New York Times Opinion: Trump’s Slams At Election Results Could Lead To Nazi-Like Era

On Monday, The New York Times published an opinion piece that likened President Trump’s criticism of the election results and the consequent reaction by his supporters to the prelude to the rise of Nazi leader Adolf Hitler.

Jochen Bitner, co-head of the debate section for the weekly newspaper Die Zeit, writes, “the campaign should be seen as what it is: an attempt to elevate ‘They stole it’ to the level of legend, perhaps seeding for the future social polarization and division on a scale America has never seen.”

Bitner begins his column by asserting:

It may well be that Germans have a special inclination to panic at specters from the past, and I admit that this alarmism annoys me at times.
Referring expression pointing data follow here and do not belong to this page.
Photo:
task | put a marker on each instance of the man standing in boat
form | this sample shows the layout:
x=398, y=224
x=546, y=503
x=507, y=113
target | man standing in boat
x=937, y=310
Yet watching President Trump’s “Stop the Steal” campaign since Election Day, I can’t help but see a parallel to one of the most dreadful episodes from Germany’s history.
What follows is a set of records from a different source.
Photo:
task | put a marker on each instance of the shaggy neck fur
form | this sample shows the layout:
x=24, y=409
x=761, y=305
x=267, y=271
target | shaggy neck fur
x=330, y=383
From there, Bitner delineates how after World War I, many Germans believed Germany had not truly lost the war, but instead bought into the “Dolchstosslegende, or stab-in-the-back myth.”
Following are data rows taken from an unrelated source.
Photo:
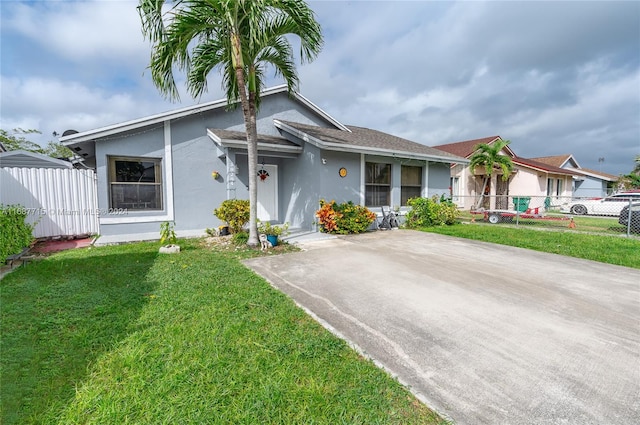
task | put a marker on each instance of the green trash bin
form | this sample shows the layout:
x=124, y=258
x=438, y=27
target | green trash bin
x=521, y=203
“Its core claim was that Imperial Germany never lost World War I,” he explains. “Defeat, its proponents said, was declared but not warranted. It was a conspiracy, a con, a capitulation — a grave betrayal that forever stained the nation. That the claim was palpably false didn’t matter. Among a sizable number of Germans, it stirred resentment, humiliation and anger. And the one figure who knew best how to exploit their frustration was Adolf Hitler.”

“Don’t get me wrong: This is not about comparing Mr. Trump to Hitler, which would be absurd,” Bitner underscores. “But the Dolchstosslegende provides a warning.”

Bitner continues, “Newspapers and postcards depicted German soldiers being stabbed in the back by either evil figures carrying the red flag of socialism or grossly caricatured Jews.” The myth was “at the heart of Nazi propaganda, and instrumental in justifying violence against opponents,” writes Bitner.

Bitner then segues to the comparison between Nazi Germany and the United States today, placing the blame for what might eventuate squarely on Trump supporters:

Germany’s first democracy fell. Without a basic consensus built on a shared reality, society split into groups of ardent, uncompromising partisans. And in an atmosphere of mistrust and paranoia, the notion that dissenters were threats to the nation steadily took hold.

Alarmingly, that seems to be exactly what is happening in the United States today. According to the Pew Research Center, 89 percent of Trump supporters believe that a Joe Biden presidency would do “lasting harm to the U.S.,” while 90 percent of Biden supporters think the reverse.

Bitner expressed alarm that Trump supporters are turning away from Twitter, which he describes as “largely unmoderated,” stating “[f]ilter bubbles are turning into filter networks.”

After noting that “a staggering 88 percent of Trump voters believe that the election result is illegitimate,” Bitner concludes with a dire warning: “It took another war and decades of reappraisal for the Dolchstosslegende to be exposed as a disastrous, fatal fallacy. If it has any worth today, it is in the lessons it can teach other nations. First among them: Beware the beginnings.”